Desde que conocía sus relaciones, había procurado cuidadosamente no actuar como un amante delante de Alice. Y Alice jamás hacía patente su relación sexual con Janelle. Observándolas, podías jurar que se trataba de dos hermanas o dos buenas amigas. Tenían una relación absolutamente normal. Sólo Janelle traicionaba a veces su intimidad obligando a Alice a hacer cosas lo mismo que un marido dominante.
Alice echó su silla hacia atrás apoyándola en la pared, alejándose de la cama, alejándose de nosotros, como si nos otorgase la condición oficial de amantes. Por alguna razón, este gesto tan generoso me afectó dolorosamente.
Supongo que las envidiaba. Estaban tan cómodas una con otra que podían permitirse concederme aquello, podían admitir mi posición privilegiada como amante oficial. Janelle jugueteó con los dedos en mi mano. Y entonces me di cuenta de que no hacía aquello por perversidad, sino con un verdadero deseo de hacerme feliz, así que le sonreí. En la hora siguiente, terminaríamos el champán y yo me iría, tomaría el avión para Nueva York, y ellas se quedarían solas y Janelle amaría a Alice. Y Alice lo sabía. Igual que sabía que Janelle debía disponer de aquel momento conmigo. Resistí el impulso de apartar la mano. Habría sido una falta de generosidad por mi parte, y la mística masculina obliga a los hombres a ser básicamente más generosos que las mujeres. Pero yo sabía que mi generosidad era forzada. Estaba deseando marcharme.

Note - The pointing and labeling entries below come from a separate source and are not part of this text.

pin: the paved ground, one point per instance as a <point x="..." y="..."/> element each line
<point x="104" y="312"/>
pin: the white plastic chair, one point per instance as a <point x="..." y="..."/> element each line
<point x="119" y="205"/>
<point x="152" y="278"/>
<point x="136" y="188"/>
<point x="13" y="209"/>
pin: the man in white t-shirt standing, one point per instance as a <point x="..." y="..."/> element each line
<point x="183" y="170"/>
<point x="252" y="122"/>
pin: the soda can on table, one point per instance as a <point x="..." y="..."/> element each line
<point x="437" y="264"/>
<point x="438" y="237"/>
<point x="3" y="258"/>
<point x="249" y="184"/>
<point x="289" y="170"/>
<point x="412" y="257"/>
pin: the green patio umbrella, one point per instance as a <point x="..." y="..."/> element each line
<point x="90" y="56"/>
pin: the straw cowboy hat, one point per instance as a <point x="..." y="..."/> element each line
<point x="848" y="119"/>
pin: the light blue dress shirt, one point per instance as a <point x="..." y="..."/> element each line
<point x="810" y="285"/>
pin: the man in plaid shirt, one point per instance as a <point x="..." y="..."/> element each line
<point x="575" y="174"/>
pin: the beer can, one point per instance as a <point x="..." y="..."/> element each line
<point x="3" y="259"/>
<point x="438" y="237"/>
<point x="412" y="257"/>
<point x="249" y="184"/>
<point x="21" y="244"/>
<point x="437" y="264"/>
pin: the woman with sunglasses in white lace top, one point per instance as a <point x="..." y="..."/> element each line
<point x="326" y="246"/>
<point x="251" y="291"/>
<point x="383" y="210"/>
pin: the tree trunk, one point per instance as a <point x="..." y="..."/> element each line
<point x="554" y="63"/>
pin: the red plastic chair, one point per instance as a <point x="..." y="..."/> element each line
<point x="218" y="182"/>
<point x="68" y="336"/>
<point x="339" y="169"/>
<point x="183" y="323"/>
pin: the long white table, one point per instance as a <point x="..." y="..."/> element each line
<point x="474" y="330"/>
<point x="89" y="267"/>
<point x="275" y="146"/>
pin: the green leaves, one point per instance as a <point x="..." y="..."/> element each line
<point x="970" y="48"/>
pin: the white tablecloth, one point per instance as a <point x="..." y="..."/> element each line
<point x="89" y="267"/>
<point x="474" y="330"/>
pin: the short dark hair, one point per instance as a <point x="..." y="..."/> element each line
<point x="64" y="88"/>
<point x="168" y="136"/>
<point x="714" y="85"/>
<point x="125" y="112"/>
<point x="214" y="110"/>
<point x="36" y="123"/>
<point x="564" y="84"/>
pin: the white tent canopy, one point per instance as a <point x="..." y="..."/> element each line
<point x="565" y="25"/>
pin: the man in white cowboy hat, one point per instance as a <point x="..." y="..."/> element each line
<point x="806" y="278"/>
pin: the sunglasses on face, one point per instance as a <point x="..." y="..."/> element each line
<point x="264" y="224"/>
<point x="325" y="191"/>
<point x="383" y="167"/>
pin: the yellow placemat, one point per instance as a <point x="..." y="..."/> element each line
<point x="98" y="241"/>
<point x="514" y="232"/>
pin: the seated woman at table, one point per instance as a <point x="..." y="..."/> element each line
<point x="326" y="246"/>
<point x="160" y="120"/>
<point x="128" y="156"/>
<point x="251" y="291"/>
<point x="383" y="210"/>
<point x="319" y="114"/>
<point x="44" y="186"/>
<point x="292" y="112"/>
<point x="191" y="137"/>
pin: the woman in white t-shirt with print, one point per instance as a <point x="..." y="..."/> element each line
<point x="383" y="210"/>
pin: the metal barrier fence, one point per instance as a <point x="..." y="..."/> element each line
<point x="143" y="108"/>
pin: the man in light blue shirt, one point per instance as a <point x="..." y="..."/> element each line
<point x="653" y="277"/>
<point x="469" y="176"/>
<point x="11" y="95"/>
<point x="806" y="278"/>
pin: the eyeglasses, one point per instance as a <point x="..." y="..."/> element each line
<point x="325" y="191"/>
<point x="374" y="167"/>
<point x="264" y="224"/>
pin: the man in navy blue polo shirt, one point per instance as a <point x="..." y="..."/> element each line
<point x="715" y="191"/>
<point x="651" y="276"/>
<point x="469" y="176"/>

Por fin pude darle a Janelle el beso de despedida. Prometí llamarla al día siguiente. Nos abrazamos cuando Alice salió discretamente de la habitación. Pero estaba esperándome afuera y me acompañó hasta el coche. Me dio otro de sus suaves besos en la boca.
– No te preocupes -dijo-. Pasaré la noche con ella.
Janelle me había dicho que, después de la operación, Alice se había pasado toda la noche acurrucada en el sillón, así que no me sorprendió.
– Cuídate tú, y gracias -me limité a decir, y entré en el coche y salí hacia el aeropuerto.
Antes de que el avión iniciase su viaje hacia el este ya había oscurecido. Nunca podía dormir en vuelo.
Y así pude pensar en Alice y en Janelle, allí en el dormitorio del hospital, tan a gusto juntas, y me alegré de que Janelle no estuviese sola. Y me alegró también pensar que por la mañana temprano podría estar desayunando con mi familia.